Here's a quick summary of the potential financial impact of the program from California HealthLine.

"total expenditures for the prescription drug benefit will reach $1.2 trillion between 2006 and 2015.

However, according to (presidential spokesman) McClellan, that figure reflects "gross costs" and does not take into account income Medicare will collect during that period (Pear, New York Times, 2/9). He said that the amount does not account for premiums paid by beneficiaries or payments from states for beneficiaries dually eligible for Medicare and Medicaid.

McClellan also said the Bush administration anticipates saving about $190 billion by eliminating federal matching payments to states for dual-eligibles who will begin to receive their prescription drug coverage through Medicare (Lueck, Wall Street Journal, 2/9). Together, the savings will reduce the net costs of the prescription drug benefit to $720 billion, McClellan said (Washington Post, 2/9). "


As a post script, I find it nothing short of bizarre that Republicans find themselves defending a major national social insurance program while Democrats decry it.

What does this mean for you?

The focus on Part D will mean private health plans' efforts to develop and market new programs and products will be concentrated on this market. Yes, there will continue to be resources focused on consumer directed plans, but don't expect many other programs to emerge for some time.

Comments

The shoe is on the other foot.

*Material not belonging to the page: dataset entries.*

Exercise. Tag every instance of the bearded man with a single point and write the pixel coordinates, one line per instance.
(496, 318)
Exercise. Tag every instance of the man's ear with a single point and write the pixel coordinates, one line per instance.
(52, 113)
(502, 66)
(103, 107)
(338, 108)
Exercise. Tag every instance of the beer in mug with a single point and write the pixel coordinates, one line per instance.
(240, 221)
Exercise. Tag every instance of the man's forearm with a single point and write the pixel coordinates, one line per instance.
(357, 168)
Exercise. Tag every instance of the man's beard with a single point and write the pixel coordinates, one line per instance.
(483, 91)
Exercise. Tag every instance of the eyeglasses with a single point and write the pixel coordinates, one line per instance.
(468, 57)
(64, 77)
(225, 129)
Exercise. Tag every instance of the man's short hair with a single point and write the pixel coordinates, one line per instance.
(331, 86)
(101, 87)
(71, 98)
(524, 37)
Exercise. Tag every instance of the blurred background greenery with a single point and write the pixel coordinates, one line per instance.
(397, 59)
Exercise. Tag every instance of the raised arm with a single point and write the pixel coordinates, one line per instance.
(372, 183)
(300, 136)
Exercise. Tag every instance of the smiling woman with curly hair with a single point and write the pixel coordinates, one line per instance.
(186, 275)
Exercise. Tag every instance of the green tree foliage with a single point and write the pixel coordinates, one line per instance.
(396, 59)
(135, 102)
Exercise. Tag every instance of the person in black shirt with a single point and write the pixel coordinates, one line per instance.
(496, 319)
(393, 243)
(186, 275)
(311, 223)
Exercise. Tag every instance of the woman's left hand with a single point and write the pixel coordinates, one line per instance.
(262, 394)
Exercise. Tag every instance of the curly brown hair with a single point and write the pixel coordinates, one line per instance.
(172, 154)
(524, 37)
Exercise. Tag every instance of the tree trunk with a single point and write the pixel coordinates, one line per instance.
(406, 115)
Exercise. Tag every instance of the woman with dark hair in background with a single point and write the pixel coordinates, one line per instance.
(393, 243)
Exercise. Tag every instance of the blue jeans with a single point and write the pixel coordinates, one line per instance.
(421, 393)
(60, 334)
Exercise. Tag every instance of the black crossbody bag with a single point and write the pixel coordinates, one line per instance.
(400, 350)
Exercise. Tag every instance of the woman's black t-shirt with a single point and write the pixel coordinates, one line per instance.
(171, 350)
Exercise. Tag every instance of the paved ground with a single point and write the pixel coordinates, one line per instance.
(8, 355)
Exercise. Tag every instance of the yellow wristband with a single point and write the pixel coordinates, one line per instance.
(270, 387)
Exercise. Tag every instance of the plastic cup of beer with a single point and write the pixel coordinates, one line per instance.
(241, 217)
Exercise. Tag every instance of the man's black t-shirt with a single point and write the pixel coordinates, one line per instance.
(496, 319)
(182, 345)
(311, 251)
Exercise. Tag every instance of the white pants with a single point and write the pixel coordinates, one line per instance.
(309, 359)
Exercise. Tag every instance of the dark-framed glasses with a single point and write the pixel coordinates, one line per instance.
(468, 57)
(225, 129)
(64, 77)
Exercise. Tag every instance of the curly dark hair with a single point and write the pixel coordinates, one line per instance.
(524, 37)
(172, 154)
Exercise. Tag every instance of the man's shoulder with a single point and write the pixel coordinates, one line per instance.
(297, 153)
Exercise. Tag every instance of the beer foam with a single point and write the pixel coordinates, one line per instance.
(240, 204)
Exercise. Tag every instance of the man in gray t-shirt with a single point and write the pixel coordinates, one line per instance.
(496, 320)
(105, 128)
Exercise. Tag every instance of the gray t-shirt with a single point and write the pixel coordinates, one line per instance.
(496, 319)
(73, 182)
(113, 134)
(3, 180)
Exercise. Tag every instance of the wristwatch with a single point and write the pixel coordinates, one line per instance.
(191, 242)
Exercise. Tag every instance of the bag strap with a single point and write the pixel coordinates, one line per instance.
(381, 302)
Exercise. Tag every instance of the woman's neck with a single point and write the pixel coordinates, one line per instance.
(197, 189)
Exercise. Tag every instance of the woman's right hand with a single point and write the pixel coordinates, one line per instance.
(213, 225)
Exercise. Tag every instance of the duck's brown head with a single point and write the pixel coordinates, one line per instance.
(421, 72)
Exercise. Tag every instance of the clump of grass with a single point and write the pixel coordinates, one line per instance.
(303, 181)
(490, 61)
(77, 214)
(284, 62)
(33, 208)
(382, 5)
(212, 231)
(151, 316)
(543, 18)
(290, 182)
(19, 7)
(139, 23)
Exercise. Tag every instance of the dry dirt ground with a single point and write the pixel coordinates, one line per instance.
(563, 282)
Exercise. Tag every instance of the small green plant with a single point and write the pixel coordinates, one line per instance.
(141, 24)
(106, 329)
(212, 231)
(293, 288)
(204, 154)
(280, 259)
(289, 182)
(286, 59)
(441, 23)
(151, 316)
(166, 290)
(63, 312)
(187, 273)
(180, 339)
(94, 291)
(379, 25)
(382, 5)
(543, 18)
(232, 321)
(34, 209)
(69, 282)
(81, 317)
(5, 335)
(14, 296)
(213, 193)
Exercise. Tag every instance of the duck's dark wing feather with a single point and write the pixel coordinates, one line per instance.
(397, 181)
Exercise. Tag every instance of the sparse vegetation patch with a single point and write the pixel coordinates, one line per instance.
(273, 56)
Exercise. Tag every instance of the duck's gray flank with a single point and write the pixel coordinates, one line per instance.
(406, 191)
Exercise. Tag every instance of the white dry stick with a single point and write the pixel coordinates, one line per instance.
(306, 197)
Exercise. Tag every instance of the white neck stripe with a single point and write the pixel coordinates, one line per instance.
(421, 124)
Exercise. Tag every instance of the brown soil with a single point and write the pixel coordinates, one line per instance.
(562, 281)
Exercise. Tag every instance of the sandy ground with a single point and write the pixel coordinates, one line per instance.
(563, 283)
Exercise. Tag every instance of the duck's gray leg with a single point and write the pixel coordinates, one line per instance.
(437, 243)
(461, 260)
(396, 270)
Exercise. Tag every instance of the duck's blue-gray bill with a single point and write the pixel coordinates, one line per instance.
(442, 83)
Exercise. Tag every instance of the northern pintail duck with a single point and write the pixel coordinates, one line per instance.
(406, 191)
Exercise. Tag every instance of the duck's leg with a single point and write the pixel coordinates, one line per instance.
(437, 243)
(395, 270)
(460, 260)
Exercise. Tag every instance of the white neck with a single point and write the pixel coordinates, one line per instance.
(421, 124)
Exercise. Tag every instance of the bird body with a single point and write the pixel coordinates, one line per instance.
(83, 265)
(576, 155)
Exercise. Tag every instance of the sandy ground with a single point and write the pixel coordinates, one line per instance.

During the long Republican minority period, so many issues framed up this way: Democrats forced to defend complicated legislation born of compromise--the kind of compromise in which the majority party must engage to get anything done. The minority gets to stand back and snipe about how complicated and unwieldy the legislation is. Upshot: the minority's argument is simple and understandable by a confused electorate. Much to the Republicans' chagrin, unlike something like welfare reform, this time the complicated issue affects the most vocal and easily angered voting bloc. This issue is bad news for Republicans and likely bad news for the publicly traded managed care companies, whose market prices include a premium that anticipates a successful roll out of the program without major change.